The QAS launched in 2009 to give consumers and businesses an easy way to identify quality offsets, based on an accurate emission calculations and internationally approved emissions reductions
credits. It has been assessed and approved by international sustainability consultancy, AEA Group.
However, the scheme, which was under review, has to date only attracted four carbon offset retailers to join it. It has also accredited offsets from handful of businesses, namely airlines British Airways and TAP Portugal and the International Air Transport Association. Energy company E.ON also uses the scheme.
Despite the low take up, however, those that have signed up to the scheme say it has helped tackle flaws in the carbon offsetting system and, uniquely, is the only third party standard that ensures credits have been 'retired’ or cancelled, rather than just accrediting the offset method used.
Blow to retailers
Carbon Retirement, one of the retailers that has been accredited by QAS, described the announcement as "a real blow".

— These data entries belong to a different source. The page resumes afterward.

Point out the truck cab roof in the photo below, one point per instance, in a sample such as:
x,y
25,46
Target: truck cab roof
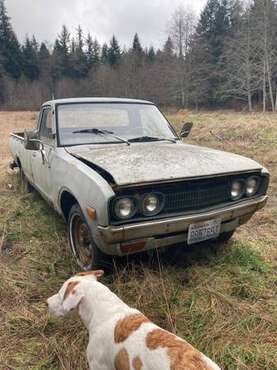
x,y
95,100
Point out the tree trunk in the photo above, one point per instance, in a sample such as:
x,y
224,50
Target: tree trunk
x,y
264,89
250,107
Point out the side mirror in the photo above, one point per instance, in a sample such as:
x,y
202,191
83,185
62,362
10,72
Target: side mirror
x,y
186,129
31,140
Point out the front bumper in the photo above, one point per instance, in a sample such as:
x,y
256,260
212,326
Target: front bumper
x,y
241,212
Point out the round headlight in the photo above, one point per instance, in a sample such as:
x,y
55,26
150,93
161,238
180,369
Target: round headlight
x,y
124,208
237,190
251,186
151,204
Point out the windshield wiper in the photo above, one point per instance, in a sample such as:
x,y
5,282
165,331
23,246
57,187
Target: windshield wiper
x,y
141,139
97,131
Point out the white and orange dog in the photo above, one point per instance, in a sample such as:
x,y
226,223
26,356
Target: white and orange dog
x,y
120,337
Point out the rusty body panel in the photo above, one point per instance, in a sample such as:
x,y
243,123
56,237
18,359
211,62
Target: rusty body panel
x,y
154,162
92,175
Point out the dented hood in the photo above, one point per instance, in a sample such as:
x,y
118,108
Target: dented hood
x,y
152,162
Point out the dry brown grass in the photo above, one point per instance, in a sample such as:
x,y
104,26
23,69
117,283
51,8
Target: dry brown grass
x,y
222,300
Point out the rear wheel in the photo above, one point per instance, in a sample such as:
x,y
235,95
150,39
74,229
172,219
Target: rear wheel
x,y
83,247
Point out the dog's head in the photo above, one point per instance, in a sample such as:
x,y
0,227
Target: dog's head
x,y
71,293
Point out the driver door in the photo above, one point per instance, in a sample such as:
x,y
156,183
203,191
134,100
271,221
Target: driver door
x,y
41,160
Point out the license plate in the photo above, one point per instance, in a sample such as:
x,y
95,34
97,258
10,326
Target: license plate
x,y
204,231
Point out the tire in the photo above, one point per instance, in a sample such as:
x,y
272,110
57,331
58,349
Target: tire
x,y
225,237
82,245
26,187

"The Quality Assurance Scheme is a guiding light for consumers in an incredibly crowded marketplace. With 18 separately run voluntary standards, and the risks in the offset market around lack of transparency and environmental effectiveness, the Quality Assurance Scheme had the potential to cut through the noise,’ said Jane Burston, founder of Carbon Retirement, which offsets by removing pollution allowances from the European Union Emissions Trading System.
Burston blamed poor publicity of the scheme as a reason for the "disappointingly low take up" of QAS.
"The scheme was designed to be self-sustaining but has had very little public exposure since launch. It’s disappointing that DECC has decided to cancel the scheme, instead of increasing its visibility and making the high-quality offsets it represents more accessible."
While the official version for the closure of the QAS, is low take-up of the scheme, it appears to have partly been precipitated by general cutbacks in DECC’s delivery programme. In its letter to companies accredited by the scheme on Friday, DECC cited the need "to align limited resources with departmental priorities" as one reason for the closure. Last week, DECC also announced it would be ending core funding to the Carbon Trust and the Energy Saving Trust from next April, because of the "need to further prioritise public expenditure".
Despite an ongoing review into QAS, Burston told GreenWise the news of its closure was unexpected. "We knew the quality assurance scheme was under a general review but we thought it was about what kind of offsets would be covered, so it has come at huge surprise," she said.